Navarre Beach Pier you can...for now


----------



## eagle #75 (Jun 10, 2012)

do you have to cut your line if you do hook up with one ?


----------



## Breeze (Mar 23, 2012)

When my son and I went out to pensacola beach pier couple weeks ago, there was a guy fishing for sharks at the end of the pier. He was very open about it and not trying to hide it at all...


----------



## leeroy87 (May 20, 2012)

Breeze said:


> When my son and I went out to pensacola beach pier couple weeks ago, there was a guy fishing for sharks at the end of the pier. He was very open about it and not trying to hide it at all...

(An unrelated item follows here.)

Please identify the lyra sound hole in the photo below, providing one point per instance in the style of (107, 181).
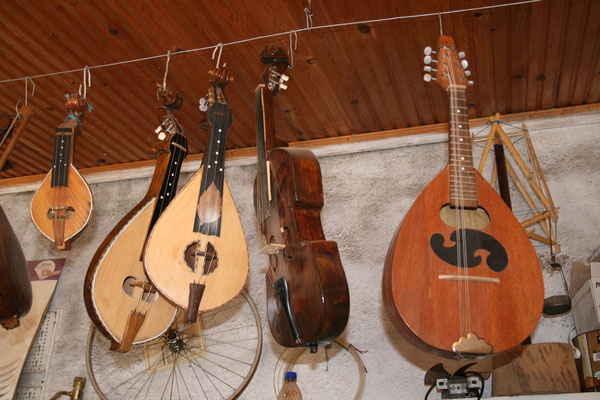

You can fish for them all day no problem. You cannot "Land" shark on Pensacola pier. They do not want tourists to see jimbob beaching an 8ft bull shark infront of $300/night resorts


----------



## flukedaddy (Apr 11, 2009)

leeroy87 said:


> You can fish for them all day no problem. You cannot "Land" shark on Pensacola pier. They do not want tourists to see jimbob beaching an 8ft bull shark infront of $300/night resorts


 :thumbsup:
Nail on the Head.... Not to mention the chum was bothering the visitors... meaning drawing more sharks in cracked me up when it first opened the new beach pier and had the cleaning tables on the pier with the chutes to drop the leftovers down like a perfect chum churn:blink:.... knew that wouldnt last long.


----------



## "Sick Days" (Jul 23, 2012)

leeroy87 said:


> You can fish for them all day no problem. You cannot "Land" shark on Pensacola pier. They do not want tourists to see jimbob beaching an 8ft bull shark infront of $300/night resorts


lol


----------



## J0nesi (Jun 22, 2011)

leeroy87 said:


> You can fish for them all day no problem. You cannot "Land" shark on Pensacola pier. They do not want tourists to see jimbob beaching an 8ft bull shark infront of $300/night resorts


Thats funny cause when i was out there last sunday alot of us were catching sharks and the tourists were all "THATS AMAZING","WE'VE NEVER SEEN ANYTHING LIKE THIS". One couple was from Eastern Europe (i forget the country) but they have never seen saltwater fishing and was bumb founded that we were catching sharks. 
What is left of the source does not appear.